For this evening, she had also called in a favor from the flamboyant Roy Carrol, Chairman of the Federal Reserve and
one of Washington’s most sought-after dinner guests. His premium had risen higher since his divorce. Carrol happened to be hosting the new reformist head of Russia’s Central Bank, whom Stephanie insisted he bring along. Slater had asked her to seek out an old trade union friend, Jeff Walsh, who had taken some persuading given that Holland would be there. Stephanie anticipated lively, punchy conversation.
Inside the spacious entrance hall, she stopped by a gold-framed wall mirror to smooth down her dark-blue business suit and check her shoulder-length black hair. From the softly furnished drawing room, she heard a fast, hostile exchange led by Holland’s raised baritone voice that had captured the nation and catapulted him towards the White House. She brushed her hair back from her forehead and stepped inside.
‘I’m giving it to you straight, Mr Prime Minister,’ Holland was saying. ‘Honor your NATO defense spending, stop this question about your nuclear capability, and we’ll get along just fine.’
‘The democratic process must take its course.’ Slater smiled, exaggerating his north of England accent. He wore a light red shirt with no tie. His brown sports jacket looked ten years old and his suede shoes were scuffed. Holland wore an immaculate pinstripe suit with a blue shirt, tie pin, and gold cufflinks. They stood on either end of the tall mantelpiece. Holland was a big, chunky man with little grace, his eyes skipping around the room like a cat. Slater was tall and as lean as a cane with a military-style buzz-cut that gave an appearance of part athlete and part bulldog. He concentrated his gaze on Holland.
‘There’s no democratic process when it comes to national security,’ countered Holland. ‘Winston Churchill described Britain as an elected dictatorship and you, Mr Prime Minister, are its current dictator.’
Stephanie made her presence known. ‘Gentlemen, good evening. Prime Minister, Mr President-elect. Sorry for being late. Inauguration preparations are gridlocking traffic.’

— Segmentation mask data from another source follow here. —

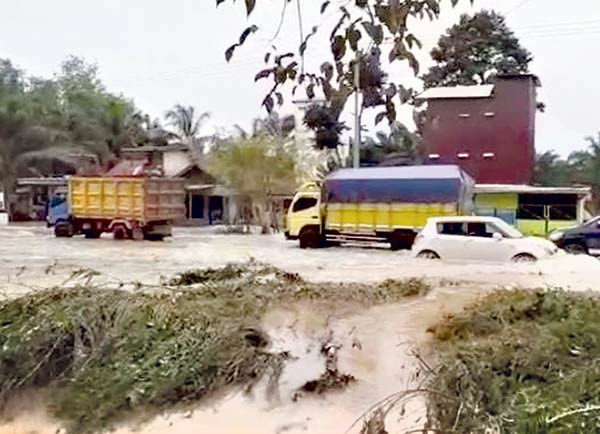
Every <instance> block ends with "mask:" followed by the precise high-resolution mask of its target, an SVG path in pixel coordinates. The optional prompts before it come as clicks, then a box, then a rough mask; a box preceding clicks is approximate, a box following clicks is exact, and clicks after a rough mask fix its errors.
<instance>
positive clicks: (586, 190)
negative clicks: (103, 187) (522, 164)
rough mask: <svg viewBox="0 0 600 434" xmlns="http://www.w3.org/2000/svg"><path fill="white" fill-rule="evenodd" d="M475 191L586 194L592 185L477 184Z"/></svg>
mask: <svg viewBox="0 0 600 434" xmlns="http://www.w3.org/2000/svg"><path fill="white" fill-rule="evenodd" d="M475 193H519V194H577V195H580V196H586V195H588V194H590V193H591V188H590V187H538V186H533V185H525V184H476V185H475Z"/></svg>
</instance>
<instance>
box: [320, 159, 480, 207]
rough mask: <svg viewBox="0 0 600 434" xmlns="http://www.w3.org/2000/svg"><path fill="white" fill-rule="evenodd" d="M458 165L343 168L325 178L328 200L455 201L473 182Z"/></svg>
mask: <svg viewBox="0 0 600 434" xmlns="http://www.w3.org/2000/svg"><path fill="white" fill-rule="evenodd" d="M472 182H473V181H472V179H470V178H469V176H468V175H466V174H465V173H464V172H463V171H461V170H460V168H459V167H458V166H442V165H436V166H409V167H377V168H365V169H342V170H338V171H336V172H334V173H332V174H331V175H330V176H328V177H327V179H326V180H325V194H326V197H327V201H328V202H338V203H356V202H360V203H390V202H405V203H406V202H408V203H456V202H460V201H462V199H463V196H464V194H465V190H467V189H468V188H469V187H470V185H471V184H472Z"/></svg>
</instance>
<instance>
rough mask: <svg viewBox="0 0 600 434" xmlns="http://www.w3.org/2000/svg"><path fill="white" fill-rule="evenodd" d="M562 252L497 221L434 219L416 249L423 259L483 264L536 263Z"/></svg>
mask: <svg viewBox="0 0 600 434" xmlns="http://www.w3.org/2000/svg"><path fill="white" fill-rule="evenodd" d="M558 251H559V249H558V248H557V247H556V246H555V245H554V244H552V243H551V242H550V241H548V240H545V239H543V238H537V237H525V236H523V234H522V233H521V232H519V231H518V230H517V229H515V228H514V227H512V226H511V225H509V224H508V223H506V222H505V221H504V220H502V219H499V218H497V217H441V218H430V219H429V220H428V221H427V224H426V225H425V227H424V228H423V230H422V231H421V233H420V234H419V235H418V236H417V238H416V240H415V243H414V245H413V248H412V254H413V256H415V257H417V258H422V259H444V260H467V261H483V262H508V261H513V262H534V261H537V260H538V259H546V258H549V257H551V256H553V255H555V254H557V253H558Z"/></svg>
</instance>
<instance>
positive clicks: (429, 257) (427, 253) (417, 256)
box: [417, 250, 440, 260]
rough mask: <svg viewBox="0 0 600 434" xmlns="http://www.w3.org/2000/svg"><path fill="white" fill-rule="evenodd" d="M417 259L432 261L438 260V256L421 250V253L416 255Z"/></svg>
mask: <svg viewBox="0 0 600 434" xmlns="http://www.w3.org/2000/svg"><path fill="white" fill-rule="evenodd" d="M417 258H419V259H429V260H433V259H440V255H438V254H437V253H435V252H433V251H431V250H423V251H422V252H420V253H419V254H418V255H417Z"/></svg>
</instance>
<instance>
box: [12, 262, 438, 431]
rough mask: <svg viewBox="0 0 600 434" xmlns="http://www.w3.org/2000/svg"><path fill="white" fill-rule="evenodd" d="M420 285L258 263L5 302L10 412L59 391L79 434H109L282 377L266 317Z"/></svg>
mask: <svg viewBox="0 0 600 434" xmlns="http://www.w3.org/2000/svg"><path fill="white" fill-rule="evenodd" d="M428 290H429V287H428V286H426V285H424V284H423V283H422V282H421V281H418V280H410V281H406V282H403V281H387V282H385V283H384V284H381V285H338V284H314V283H307V282H305V281H303V280H302V279H301V278H300V277H299V276H298V275H296V274H291V273H286V272H284V271H281V270H278V269H275V268H272V267H269V266H265V265H262V264H257V263H254V262H251V263H249V264H244V265H229V266H227V267H224V268H221V269H209V270H196V271H192V272H188V273H183V274H181V275H179V276H177V277H175V278H174V279H172V280H171V281H169V282H168V283H167V284H166V285H165V286H164V287H163V288H162V290H158V291H157V290H156V289H155V288H153V289H152V291H137V292H127V291H120V290H108V289H99V288H97V287H86V286H81V287H77V288H71V289H64V288H54V289H49V290H45V291H40V292H35V293H31V294H28V295H26V296H24V297H21V298H18V299H12V300H6V301H2V302H0V405H1V403H2V400H5V399H6V398H8V397H9V396H10V394H11V393H13V392H14V391H16V390H19V389H25V388H32V387H33V388H35V387H50V388H51V389H52V390H53V393H52V396H53V400H52V402H51V403H50V409H51V411H52V413H53V415H54V416H56V417H58V418H59V419H60V420H62V421H64V423H65V426H66V428H67V429H68V431H69V432H71V433H91V432H99V431H105V430H109V429H111V428H114V427H115V426H116V424H118V423H119V422H121V421H122V420H124V419H127V418H130V417H131V416H132V415H136V414H137V415H146V416H151V415H153V414H157V413H159V412H161V411H163V410H164V409H167V408H169V407H172V406H173V405H175V404H181V403H184V404H185V403H190V402H194V401H197V400H199V399H202V398H204V397H207V396H211V395H212V394H215V393H217V392H220V391H223V390H226V389H227V388H228V387H238V388H247V387H251V386H252V385H253V384H254V383H256V382H257V381H258V380H259V379H261V378H264V377H265V376H272V378H277V376H278V374H279V372H280V370H281V367H282V366H283V363H284V361H285V358H286V355H285V354H274V353H271V352H269V351H268V341H269V338H268V336H267V335H266V333H265V332H263V331H262V330H260V319H261V317H262V315H263V314H264V313H265V312H266V310H267V309H269V308H271V307H272V306H274V305H277V304H284V303H289V302H294V301H297V300H307V299H308V300H335V301H336V302H338V301H340V300H348V301H356V302H360V303H361V304H366V305H368V304H376V303H384V302H388V301H397V300H399V299H401V298H403V297H406V296H411V295H418V294H424V293H426V292H427V291H428Z"/></svg>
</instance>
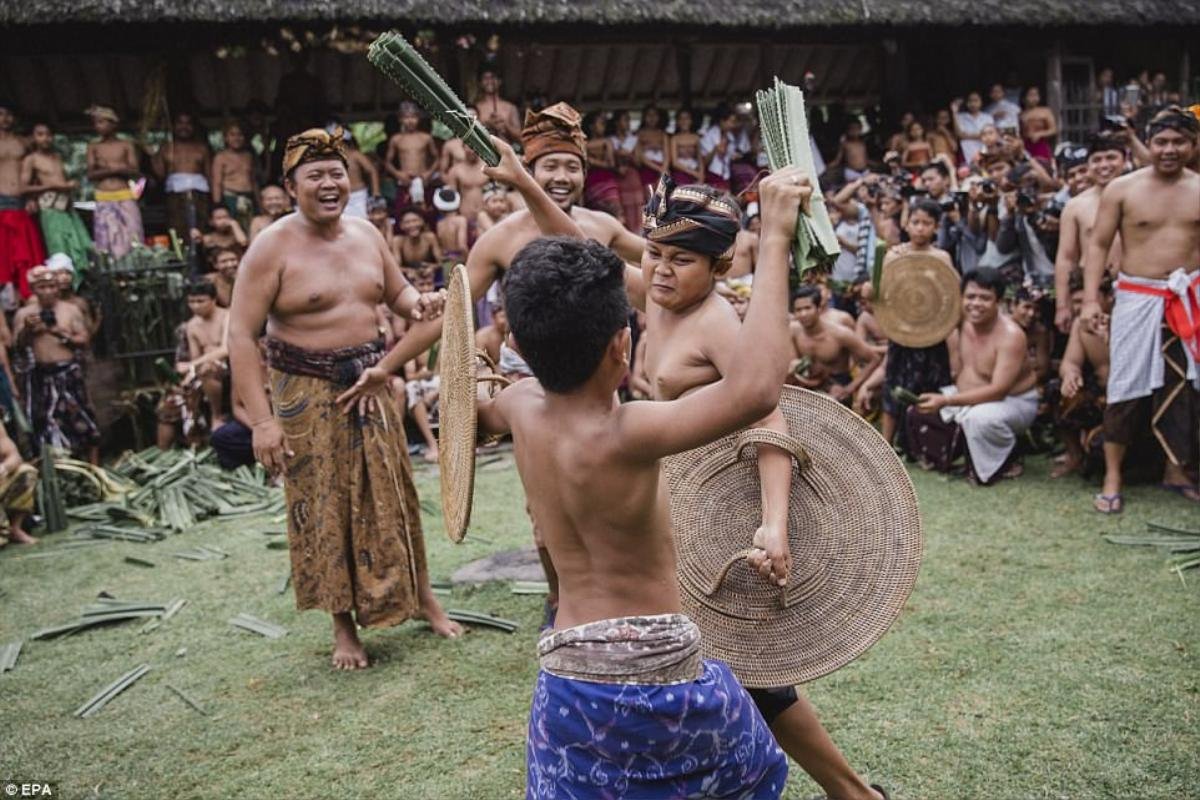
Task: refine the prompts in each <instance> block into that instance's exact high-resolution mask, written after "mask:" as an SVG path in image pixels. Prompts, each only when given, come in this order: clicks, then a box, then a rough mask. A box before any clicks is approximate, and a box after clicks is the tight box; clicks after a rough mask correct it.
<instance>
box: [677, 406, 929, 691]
mask: <svg viewBox="0 0 1200 800" xmlns="http://www.w3.org/2000/svg"><path fill="white" fill-rule="evenodd" d="M780 409H781V410H782V413H784V416H785V417H786V419H787V427H788V431H790V435H788V437H784V435H781V434H779V433H774V432H770V431H762V429H751V431H743V432H742V433H739V434H732V435H728V437H725V438H724V439H719V440H718V441H714V443H712V444H709V445H706V446H703V447H697V449H696V450H691V451H688V452H685V453H679V455H677V456H672V457H670V458H667V459H665V461H664V474H665V476H666V480H667V482H668V486H670V488H671V518H672V523H673V525H674V536H676V549H677V553H678V565H679V566H678V572H679V587H680V589H682V594H683V603H684V610H685V612H686V613H688V614H689V615H690V616H691V618H692V620H695V622H696V624H697V625H698V626H700V630H701V632H702V633H703V639H702V642H703V648H704V654H706V656H708V657H713V658H720V660H721V661H725V662H726V663H728V664H730V667H731V668H732V669H733V673H734V674H736V675H737V676H738V680H740V681H742V682H743V684H744V685H746V686H752V687H775V686H793V685H796V684H800V682H804V681H809V680H812V679H815V678H820V676H821V675H826V674H828V673H830V672H833V670H835V669H838V668H839V667H842V666H845V664H847V663H850V662H851V661H853V660H854V658H856V657H858V656H859V655H862V654H863V652H864V651H865V650H866V649H868V648H870V646H871V645H872V644H875V642H877V640H878V639H880V637H882V636H883V633H884V632H886V631H887V630H888V627H890V625H892V622H894V621H895V619H896V616H899V614H900V610H901V608H902V607H904V604H905V602H906V601H907V599H908V594H910V593H911V591H912V587H913V584H914V583H916V581H917V571H918V569H919V567H920V554H922V524H920V515H919V512H918V509H917V495H916V493H914V492H913V488H912V482H911V481H910V480H908V474H907V473H906V471H905V469H904V467H902V465H901V464H900V461H899V459H898V458H896V457H895V453H894V452H893V451H892V447H889V446H888V444H887V443H886V441H884V440H883V438H882V437H881V435H880V434H878V433H877V432H876V431H875V428H872V427H871V426H870V425H868V423H866V422H865V421H864V420H863V419H862V417H859V416H858V415H857V414H854V413H852V411H850V410H848V409H846V408H845V407H842V405H841V404H840V403H838V402H835V401H834V399H832V398H829V397H827V396H826V395H820V393H816V392H810V391H808V390H803V389H796V387H792V386H785V387H784V393H782V397H781V399H780ZM757 444H772V445H775V446H779V447H782V449H784V450H786V451H788V452H791V453H792V456H793V473H792V493H791V503H790V510H788V540H790V545H791V553H792V573H791V577H790V579H788V582H787V585H786V587H784V588H780V587H773V585H770V584H768V583H767V581H766V579H764V578H763V577H762V576H760V575H758V573H757V572H756V571H755V570H752V569H751V567H750V566H749V565H748V564H746V563H745V558H744V557H745V554H746V553H748V548H749V547H750V543H751V540H752V537H754V534H755V530H757V528H758V525H760V523H761V519H762V501H761V494H760V481H758V463H757V455H756V453H757V447H756V446H754V445H757Z"/></svg>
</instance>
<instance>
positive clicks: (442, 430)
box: [438, 264, 506, 542]
mask: <svg viewBox="0 0 1200 800" xmlns="http://www.w3.org/2000/svg"><path fill="white" fill-rule="evenodd" d="M444 317H445V319H444V323H443V327H442V347H440V349H439V350H438V369H439V372H440V374H442V390H440V397H439V401H438V402H439V415H440V428H439V431H438V468H439V471H440V481H442V521H443V523H444V524H445V528H446V535H448V536H449V537H450V541H454V542H461V541H462V539H463V536H466V535H467V525H468V524H470V503H472V495H473V494H474V492H475V427H476V416H475V402H476V385H478V384H479V383H480V381H492V383H502V384H503V383H506V381H504V379H503V378H500V377H499V375H493V374H480V360H481V359H482V361H484V363H485V365H486V366H488V367H492V365H491V363H488V361H487V356H486V355H484V354H480V353H476V351H475V329H474V318H473V317H472V311H470V284H469V283H468V282H467V267H464V266H463V265H462V264H458V265H456V266H455V267H454V270H452V271H451V276H450V284H449V285H448V287H446V305H445V313H444ZM492 372H494V368H493V369H492Z"/></svg>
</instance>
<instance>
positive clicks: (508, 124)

‘I’ve been enjoying a lively conversation with your new Prime Minister,’ said Holland.
‘Then I must not interrupt. You know what they say: The root of the British-American special relationship is that neither of us could speak French.’ Both men laughed, and her attempt at a joke was enough to take her further across the room where a barrel-chested man, examining snow-covered grounds through a large window, turned to greet her. ‘Jeff Walsh, ma’am. President of the International Longshoremen’s Union.’